Even in your arms I know / I'll never get it right
Even when you bend to give me / Comfort in the night
I've got to have your word on this / Or none of it is true
And all I've said was just instead of / Coming back to you
At this point – this point of far-ness in orbit, he is not there for anyone to see. He is a fleck against a pitch black sky; far away and moving slowly through the cold. I cannot explain to someone who is not accustomed to looking. I cannot move their eyes, talking in arc seconds to describe his path. I cannot say, I think he’s out past the Kuiper Belt, in amidst the asteroids just past Pluto. You can’t see him, but he’s there and he will come back to me.
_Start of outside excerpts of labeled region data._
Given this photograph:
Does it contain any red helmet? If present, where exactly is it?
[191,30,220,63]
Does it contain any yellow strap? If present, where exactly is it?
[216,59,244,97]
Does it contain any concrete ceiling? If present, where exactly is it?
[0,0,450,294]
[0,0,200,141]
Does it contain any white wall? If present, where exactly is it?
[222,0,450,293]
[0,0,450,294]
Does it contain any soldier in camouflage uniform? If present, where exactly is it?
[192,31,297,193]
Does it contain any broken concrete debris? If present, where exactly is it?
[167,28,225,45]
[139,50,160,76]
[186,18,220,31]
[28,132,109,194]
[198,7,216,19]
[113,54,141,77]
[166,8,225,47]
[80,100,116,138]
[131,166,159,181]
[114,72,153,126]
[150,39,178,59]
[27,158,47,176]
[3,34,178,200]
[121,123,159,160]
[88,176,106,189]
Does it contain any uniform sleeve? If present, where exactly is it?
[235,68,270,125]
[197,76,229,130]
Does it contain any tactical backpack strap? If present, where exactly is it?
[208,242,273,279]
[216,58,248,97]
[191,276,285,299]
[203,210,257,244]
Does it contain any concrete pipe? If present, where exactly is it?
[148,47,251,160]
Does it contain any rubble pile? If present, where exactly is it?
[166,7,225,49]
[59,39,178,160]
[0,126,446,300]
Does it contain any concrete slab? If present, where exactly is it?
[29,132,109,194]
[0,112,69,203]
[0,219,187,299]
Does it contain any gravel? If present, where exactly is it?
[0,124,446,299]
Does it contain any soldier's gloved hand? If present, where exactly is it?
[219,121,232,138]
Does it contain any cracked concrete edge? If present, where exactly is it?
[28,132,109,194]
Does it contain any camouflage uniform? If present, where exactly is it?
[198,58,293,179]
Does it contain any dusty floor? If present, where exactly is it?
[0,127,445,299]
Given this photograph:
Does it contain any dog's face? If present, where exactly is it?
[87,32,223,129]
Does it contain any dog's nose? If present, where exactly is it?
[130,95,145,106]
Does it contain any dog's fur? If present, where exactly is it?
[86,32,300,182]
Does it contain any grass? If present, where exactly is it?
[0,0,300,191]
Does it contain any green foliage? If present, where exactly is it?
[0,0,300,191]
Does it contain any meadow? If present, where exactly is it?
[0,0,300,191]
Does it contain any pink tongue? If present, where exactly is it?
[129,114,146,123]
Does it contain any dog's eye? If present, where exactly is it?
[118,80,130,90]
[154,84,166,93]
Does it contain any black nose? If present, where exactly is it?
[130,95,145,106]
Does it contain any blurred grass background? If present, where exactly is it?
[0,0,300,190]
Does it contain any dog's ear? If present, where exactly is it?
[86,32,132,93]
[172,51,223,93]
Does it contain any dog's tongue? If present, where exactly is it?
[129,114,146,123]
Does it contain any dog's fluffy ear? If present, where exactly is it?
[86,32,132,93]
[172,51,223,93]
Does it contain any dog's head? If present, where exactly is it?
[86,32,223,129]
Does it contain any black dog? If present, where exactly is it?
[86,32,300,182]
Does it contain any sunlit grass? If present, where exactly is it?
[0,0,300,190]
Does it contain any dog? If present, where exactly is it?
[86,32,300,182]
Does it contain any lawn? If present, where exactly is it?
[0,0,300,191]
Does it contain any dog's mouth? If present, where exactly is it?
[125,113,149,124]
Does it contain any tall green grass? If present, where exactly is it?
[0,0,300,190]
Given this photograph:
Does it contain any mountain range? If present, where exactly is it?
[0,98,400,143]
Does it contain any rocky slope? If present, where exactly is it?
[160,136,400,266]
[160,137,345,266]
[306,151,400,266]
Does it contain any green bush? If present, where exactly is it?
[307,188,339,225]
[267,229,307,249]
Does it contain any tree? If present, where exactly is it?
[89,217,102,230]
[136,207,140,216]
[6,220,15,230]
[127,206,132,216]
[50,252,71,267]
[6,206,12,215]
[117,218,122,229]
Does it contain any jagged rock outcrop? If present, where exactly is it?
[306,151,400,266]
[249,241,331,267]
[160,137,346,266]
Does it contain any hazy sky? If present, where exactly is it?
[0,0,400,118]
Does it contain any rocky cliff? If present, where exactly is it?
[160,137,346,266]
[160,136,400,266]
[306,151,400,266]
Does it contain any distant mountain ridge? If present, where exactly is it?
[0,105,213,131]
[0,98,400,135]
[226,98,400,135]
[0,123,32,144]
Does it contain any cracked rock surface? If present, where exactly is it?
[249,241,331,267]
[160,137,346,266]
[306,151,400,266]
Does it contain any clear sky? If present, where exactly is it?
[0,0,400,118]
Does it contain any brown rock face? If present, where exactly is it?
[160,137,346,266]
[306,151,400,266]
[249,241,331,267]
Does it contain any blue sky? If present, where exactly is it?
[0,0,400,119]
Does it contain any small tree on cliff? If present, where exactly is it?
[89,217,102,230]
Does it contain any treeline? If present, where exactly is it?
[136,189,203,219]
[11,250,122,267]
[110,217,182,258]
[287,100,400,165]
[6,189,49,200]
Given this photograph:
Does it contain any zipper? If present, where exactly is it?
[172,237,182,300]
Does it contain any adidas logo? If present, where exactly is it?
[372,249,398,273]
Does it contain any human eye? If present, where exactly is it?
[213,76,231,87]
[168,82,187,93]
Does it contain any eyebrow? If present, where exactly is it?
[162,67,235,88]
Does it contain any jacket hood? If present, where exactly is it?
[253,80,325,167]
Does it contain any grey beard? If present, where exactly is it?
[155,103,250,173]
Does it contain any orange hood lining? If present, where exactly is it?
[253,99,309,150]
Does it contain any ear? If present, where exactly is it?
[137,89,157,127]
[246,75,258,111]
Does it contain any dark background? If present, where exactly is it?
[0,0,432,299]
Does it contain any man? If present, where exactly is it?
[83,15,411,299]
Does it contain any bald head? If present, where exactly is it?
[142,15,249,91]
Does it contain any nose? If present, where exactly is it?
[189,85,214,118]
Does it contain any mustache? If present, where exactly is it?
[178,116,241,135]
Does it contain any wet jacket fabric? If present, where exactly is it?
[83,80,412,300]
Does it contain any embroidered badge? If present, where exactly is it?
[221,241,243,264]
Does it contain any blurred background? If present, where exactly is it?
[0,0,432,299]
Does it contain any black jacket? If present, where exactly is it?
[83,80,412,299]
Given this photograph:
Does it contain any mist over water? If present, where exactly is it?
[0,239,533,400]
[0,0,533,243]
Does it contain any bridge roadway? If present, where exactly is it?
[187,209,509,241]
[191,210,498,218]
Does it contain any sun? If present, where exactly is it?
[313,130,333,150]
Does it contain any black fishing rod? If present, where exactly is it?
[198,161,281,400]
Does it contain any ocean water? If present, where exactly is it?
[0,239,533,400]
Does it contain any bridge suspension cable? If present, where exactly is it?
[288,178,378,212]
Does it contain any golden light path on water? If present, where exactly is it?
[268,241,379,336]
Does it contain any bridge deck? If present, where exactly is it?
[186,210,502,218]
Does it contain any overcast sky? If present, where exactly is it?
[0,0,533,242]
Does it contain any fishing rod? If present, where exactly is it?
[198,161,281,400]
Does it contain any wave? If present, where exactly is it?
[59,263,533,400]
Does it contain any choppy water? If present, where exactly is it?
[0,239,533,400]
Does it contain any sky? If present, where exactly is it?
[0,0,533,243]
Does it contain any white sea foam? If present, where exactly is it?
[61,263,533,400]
I am the woman before you, in her pearls and black suit. I am the woman talking about risk and cost-benefit analysis, with a black berry on her hip. I am exactly as you see. I am a childless woman. When we are far apart I am nothing more than what you see.
It’s just this: sometimes you might see me turn towards the stars. I look at the sky, turning my face to the darkness. He is far away at that moment, too far to see with naked eye. It’s ok. He is coming back to me.
Do you find you ever feel like you are 2 separate people? Do you ever hide your child, or at least choose the times you talk about your baby? Do you map your journey through the year almost as an orbit? And do you find that you are more easily able to let your child go, knowing that they will come back to you in certain times and places?
(Lyrics from Leonard Cohen’s beautiful song “Coming Back to You.” There are many versions of this song, from Jennifer Warren’s album Famous Blue Raincoat to Leonard himself. The most beautiful version I have heard and indeed the one that inspired this post is performed by a Canadian Band called The Once.)